"""Abstract base for all environmental data source adapters."""
from __future__ import annotations
import math
from abc import ABC, abstractmethod
from datetime import datetime, timezone
from typing import Any
import pandas as pd
from pydantic import BaseModel, ConfigDict, model_validator
[docs]
class BoundingBox(BaseModel):
"""Geographic bounding box in WGS-84 decimal degrees."""
model_config = ConfigDict(frozen=True)
min_lat: float
max_lat: float
min_lon: float
max_lon: float
def __init__(
self,
min_lat: float | None = None,
max_lat: float | None = None,
min_lon: float | None = None,
max_lon: float | None = None,
**data: Any,
) -> None:
# Support positional arguments in addition to keyword arguments
if min_lat is not None:
data["min_lat"] = min_lat
if max_lat is not None:
data["max_lat"] = max_lat
if min_lon is not None:
data["min_lon"] = min_lon
if max_lon is not None:
data["max_lon"] = max_lon
super().__init__(**data)
@model_validator(mode="after")
def _check_bounds(self) -> BoundingBox:
if self.min_lat >= self.max_lat:
raise ValueError(f"min_lat ({self.min_lat}) must be < max_lat ({self.max_lat})")
if self.min_lon >= self.max_lon:
raise ValueError(f"min_lon ({self.min_lon}) must be < max_lon ({self.max_lon})")
if not (-90 <= self.min_lat <= 90 and -90 <= self.max_lat <= 90):
raise ValueError("Latitudes must be in [-90, 90]")
if not (-180 <= self.min_lon <= 180 and -180 <= self.max_lon <= 180):
raise ValueError("Longitudes must be in [-180, 180]")
return self
[docs]
@classmethod
def from_center(cls, lat: float, lon: float, radius_km: float) -> BoundingBox:
"""Create a bounding box centered on a point with a radius in km.
Edges are clamped to the valid WGS-84 domain ([-90, 90] latitude,
[-180, 180] longitude) so that centers near the poles or the
antimeridian still yield a valid box rather than raising.
"""
lat_delta = radius_km / 111.0
lon_delta = radius_km / (111.0 * math.cos(math.radians(lat)))
return cls(
min_lat=max(lat - lat_delta, -90.0),
max_lat=min(lat + lat_delta, 90.0),
min_lon=max(lon - lon_delta, -180.0),
max_lon=min(lon + lon_delta, 180.0),
)
@property
def center(self) -> tuple[float, float]:
return ((self.min_lat + self.max_lat) / 2, (self.min_lon + self.max_lon) / 2)
[docs]
class BaseEnvironmentalSource(ABC):
"""
Common interface all data source adapters must implement.
Each adapter fetches raw data for a geographic region and time window,
returning a pandas DataFrame with columns conforming to climagrid.schema.
"""
# Point-based sources (e.g.
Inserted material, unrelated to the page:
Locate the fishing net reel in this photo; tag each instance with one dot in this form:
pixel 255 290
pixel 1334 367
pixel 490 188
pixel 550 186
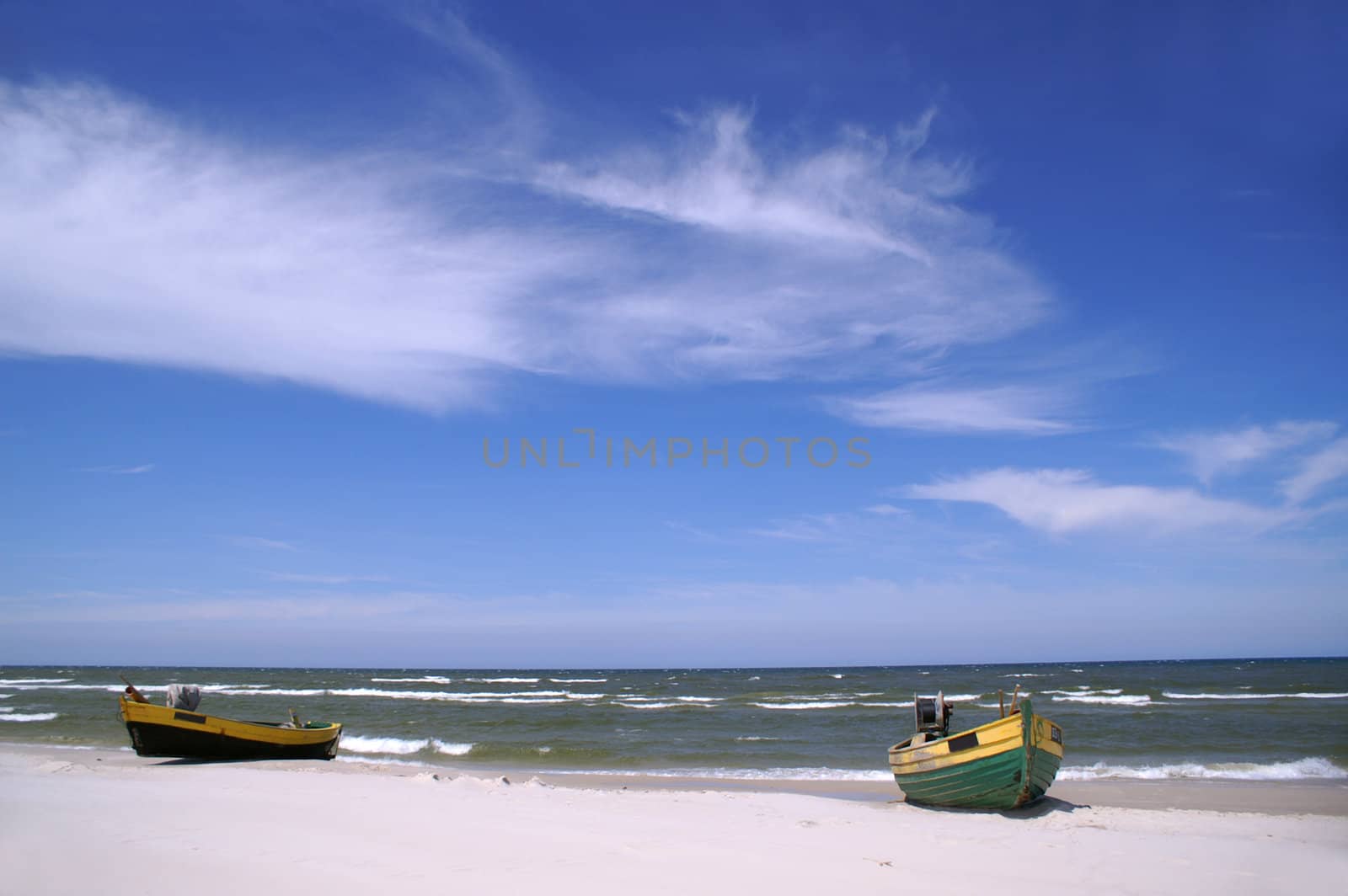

NASA POWER) return data for a single location
# per request. They set this True and implement fetch_points() so the
# orchestrator fetches one location per asset instead of a single point for
# the whole, possibly geographically spread, asset set.
point_based: bool = False
@property
@abstractmethod
def source_name(self) -> str:
"""Short identifier used as a column prefix (e.g. 'hrrr', 'nasa_power')."""
[docs]
@abstractmethod
def fetch(
self,
bbox: BoundingBox,
start_dt: datetime,
end_dt: datetime,
) -> pd.DataFrame:
"""
Fetch environmental data for a bounding box over a time range.
Parameters
----------
bbox:
Geographic extent of the query.
start_dt:
Start of the time range (UTC-aware or naive UTC).
end_dt:
End of the time range (UTC-aware or naive UTC).
Returns
-------
pd.DataFrame
Rows indexed by (lat, lon, timestamp). Column names must be
drawn from climagrid.schema.COLUMN_MAP.
"""
[docs]
def fetch_points(
self,
points: list[tuple[float, float]],
start_dt: datetime,
end_dt: datetime,
) -> pd.DataFrame:
"""
Fetch data for multiple (lat, lon) point locations.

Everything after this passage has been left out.